At CES 2026, NVIDIA launched the Context Memory Storage Platform, a purpose-built appliance specifically designed to scale KV cache beyond what GPU memory can hold.

Source: Storagereview

It connects HBM to standard server memory to NVMe SSDs in a tiered stack, with dedicated chips managing the movement of data between layers in real time.

Hardware roadmaps are built 18 to 36 months in advance.

NVIDIA didn't read the TurboQuant paper and scramble, but they saw the KV cache scaling problem coming almost two years ago, and their answer was to build dedicated hardware to scale it, not compress it away.

Companies don't build new product categories for problems that are about to disappear; they build for problems that are about to get much, much larger.

Now let’s zoom out. Jensen believes AI infrastructure spending could reach $3T to $4T by the end of the decade.

If NVIDIA holds its roughly 55-60% market share through that period, analysts at New Street Research project the company could become the first in history to hit $1T in annual revenue from data centers alone.

That's three out of every ten dollars spent on AI infrastructure flowing through NVIDIA's order book.

Every one of those dollars runs on memory, and the demand is only accelerating.

Then there's Terafab.

Elon Musk announced a joint $20-25B semiconductor fabrication facility between Tesla, SpaceX, and xAI.

The goal is one terawatt of computing output per year, a number so large it has no precedent in the history of private manufacturing.

Musk was explicit about why he's doing it.

All the existing fabs on Earth combined produce roughly 2% of the compute, he says, his company will eventually need.

TSMC, Samsung, Micron, all growing, just not fast enough. "We either build the Terafab, or we don't have the chips," he said. "And we need the chips".

Terafab will include memory production under the same roof as chip design, lithography, fabrication, and packaging. Small-batch AI5 production is targeted for late 2026, volume in 2027, with a long-term goal of 100 to 200 billion custom AI and memory chips per year at full scale.

One man deciding to build the largest semiconductor fab in history because the rest of the industry isn't expanding fast enough is not the behavior of someone who thinks memory demand is about to fall off a cliff.

What could actually disrupt this trade?

Honest analysis means naming the risks that could genuinely break the thesis, not dismissing them.

Here's what's actually worth watching.

China is one of them. CXMT is ramping DRAM capacity faster than most people realize. They are not in HBM yet, but they are scaling standard DRAM aggressively.

If export controls ease, that added supply could put real pressure on commodity pricing.

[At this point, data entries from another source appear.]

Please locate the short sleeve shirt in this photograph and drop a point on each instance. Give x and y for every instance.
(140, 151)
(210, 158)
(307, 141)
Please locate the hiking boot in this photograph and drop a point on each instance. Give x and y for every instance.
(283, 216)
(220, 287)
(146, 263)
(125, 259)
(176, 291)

The entire bull case also depends on hyperscalers continuing to spend. Amazon, Microsoft, Google, and Meta are committing hundreds of billions to AI infrastructure.

Apollo puts it into perspective: hyperscalers are spending over $600B a year on CapEx, more than the combined military budgets of Germany, the UK, France, Japan, Italy, and Canada.

Source: Apolloacademy

If that spending slows for any reason, whether it is weaker AI adoption or a macro shock, demand can fall quickly.

There is also a longer-term architecture risk. Some of the newest designs are pushing more memory directly onto the chip, reducing reliance on external DRAM. If that approach scales, it could gradually shift where memory demand lives.

And then there is the cycle itself. Memory has always been a boom and bust business. Prices rise, the industry overbuilds, and eventually buyers push back. There are already early signs of that on the commodity side.

Source: Bloomberg

None of these risks is immediate, but they are real, and they are worth watching.

And I’ll be completely honest.

When this move happened, I adjusted my own position in Micron.

Not because the long-term thesis broke, but because short-term narratives like this can create volatility you can’t ignore.

If you want to see exactly how I’m positioning around this, including the specific changes I made to my MU position and the buys I made this week, I break it all down inside the Discord.

Come join us.

For our PRO members, I bought MU along with a few more stocks which were all alerted in Discord.

Source: Milk Road/Trade Logs

If you're a PRO member and you haven't joined the Discord yet, I don't know what to tell you, you're basically paying for the map and refusing to open it.

Alright, that's it for this edition of Milk Road AI. We want to hear from you.

Did the market get TurboQuant wrong?

THE $25B MEGA BET TO BREAK NVIDIA'S CHOKEHOLD 🚀

In last Wednesday's episode, we dig into the massive announcement that Tesla, SpaceX, and xAI are joining forces to build a custom chip manufacturing operation, with $20–$25B in planned spend and a "Terafab" at the Texas Gigafactory.

Here's what you'll hear:

Why vertical integration into chip manufacturing makes strategic sense when you're scaling robots, autonomous vehicles, and AI models all at once.
How geopolitical risk around TSMC and Taiwan is pushing major players to onshore their semiconductor supply chains.
What a potential SpaceX IPO at a $1T+ valuation could mean for index flows, capital allocation, and broader market dynamics.
The long-term vision for computing off-Earth, plus the real execution risks of building semiconductor fabs from scratch.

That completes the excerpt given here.